Garbage Vulnerable Point Monitoring using IoT and Computer Vision
- URL: http://arxiv.org/abs/2511.07325v1
- Date: Mon, 10 Nov 2025 17:27:51 GMT
- Title: Garbage Vulnerable Point Monitoring using IoT and Computer Vision
- Authors: R. Kumar, A. Lall, S. Chaudhari, M. Kale, A. Vattem,
- Abstract summary: This paper proposes a smart way to manage municipal solid waste by using the Internet of Things (IoT) and computer vision (CV)<n>The system can quickly detect and monitor dumped waste using a street-level camera and object detection algorithm.

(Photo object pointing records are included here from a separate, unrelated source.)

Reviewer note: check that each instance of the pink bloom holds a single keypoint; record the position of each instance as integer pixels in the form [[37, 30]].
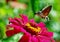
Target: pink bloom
[[33, 32]]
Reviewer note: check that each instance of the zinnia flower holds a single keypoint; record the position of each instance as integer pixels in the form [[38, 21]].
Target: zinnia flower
[[33, 32]]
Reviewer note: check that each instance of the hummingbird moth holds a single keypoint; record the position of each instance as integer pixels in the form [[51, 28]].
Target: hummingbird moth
[[44, 13]]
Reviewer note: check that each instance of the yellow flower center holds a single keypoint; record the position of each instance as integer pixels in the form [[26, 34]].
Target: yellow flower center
[[31, 29]]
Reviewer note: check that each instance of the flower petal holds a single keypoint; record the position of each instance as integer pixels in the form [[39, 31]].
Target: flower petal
[[24, 18]]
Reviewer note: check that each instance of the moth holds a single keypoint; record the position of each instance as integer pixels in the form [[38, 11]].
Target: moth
[[45, 12]]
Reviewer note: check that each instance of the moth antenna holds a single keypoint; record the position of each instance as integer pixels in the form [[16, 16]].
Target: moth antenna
[[47, 18]]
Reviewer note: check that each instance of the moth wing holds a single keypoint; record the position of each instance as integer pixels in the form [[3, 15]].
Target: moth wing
[[46, 10]]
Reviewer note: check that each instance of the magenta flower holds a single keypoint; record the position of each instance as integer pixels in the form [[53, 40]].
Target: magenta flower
[[33, 32]]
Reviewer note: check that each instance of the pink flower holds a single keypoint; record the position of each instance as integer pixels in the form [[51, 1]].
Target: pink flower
[[33, 32]]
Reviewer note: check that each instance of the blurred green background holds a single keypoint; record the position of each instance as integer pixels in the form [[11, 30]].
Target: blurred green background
[[29, 7]]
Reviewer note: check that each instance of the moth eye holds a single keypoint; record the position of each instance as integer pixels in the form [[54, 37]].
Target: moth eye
[[47, 18]]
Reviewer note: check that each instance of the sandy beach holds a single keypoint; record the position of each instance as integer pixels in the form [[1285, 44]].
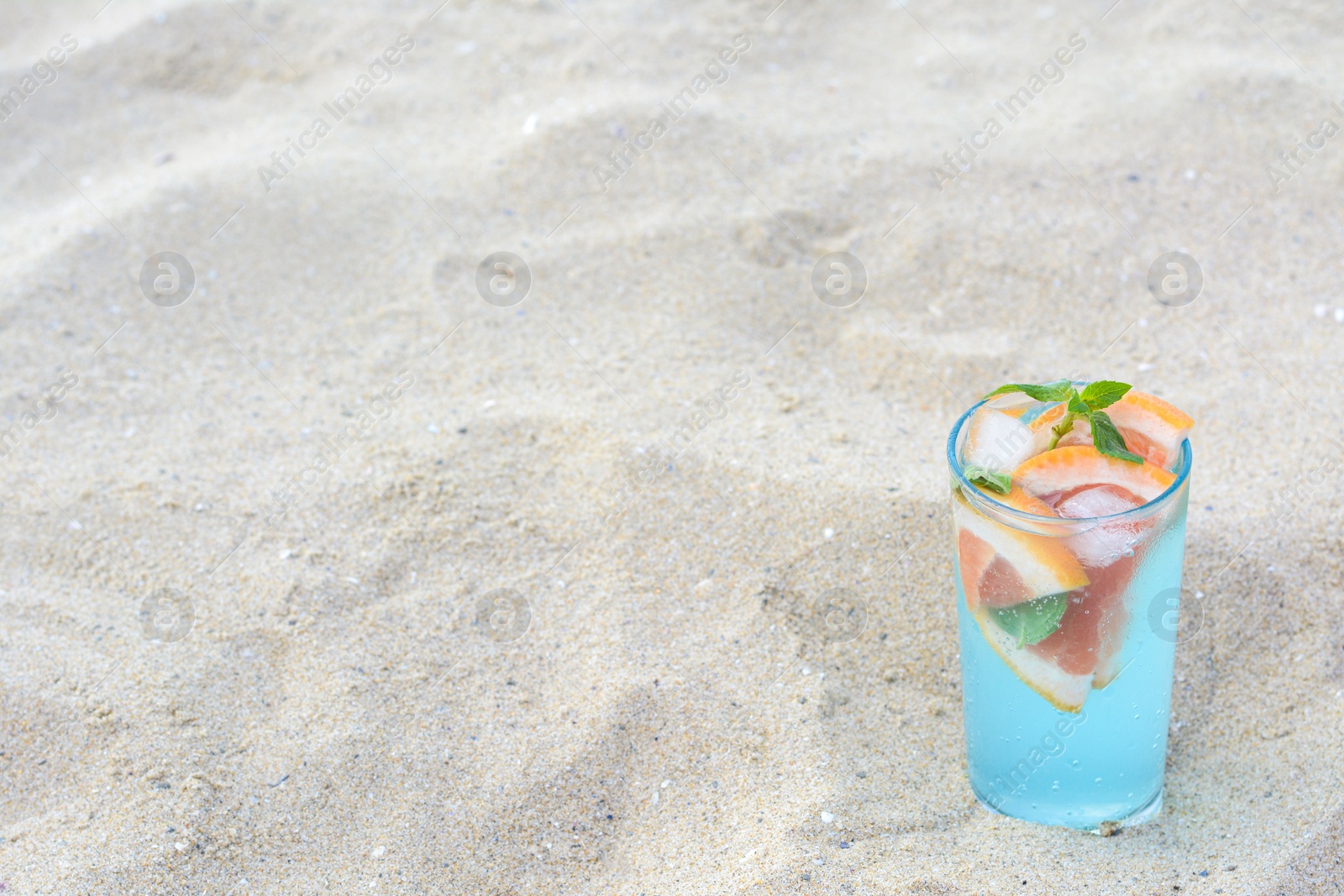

- Score: 0.9786690381850356
- License: http://creativecommons.org/licenses/by-sa/4.0/
- Abstract: This paper proposes a smart way to manage municipal solid waste by using the Internet of Things (IoT) and computer vision (CV) to monitor illegal waste dumping at garbage vulnerable points (GVPs) in urban areas. The system can quickly detect and monitor dumped waste using a street-level camera and object detection algorithm. Data was collected from the Sangareddy district in Telangana, India. A series of comprehensive experiments was carried out using the proposed dataset to assess the accuracy and overall performance of various object detection models. Specifically, we performed an in-depth evaluation of YOLOv8, YOLOv10, YOLO11m, and RT-DETR on our dataset. Among these models, YOLO11m achieved the highest accuracy of 92.39\% in waste detection, demonstrating its effectiveness in detecting waste. Additionally, it attains an mAP@50 of 0.91, highlighting its high precision. These findings confirm that the object detection model is well-suited for monitoring and tracking waste dumping events at GVP locations. Furthermore, the system effectively captures waste disposal patterns, including hourly, daily, and weekly dumping trends, ensuring comprehensive daily and nightly monitoring.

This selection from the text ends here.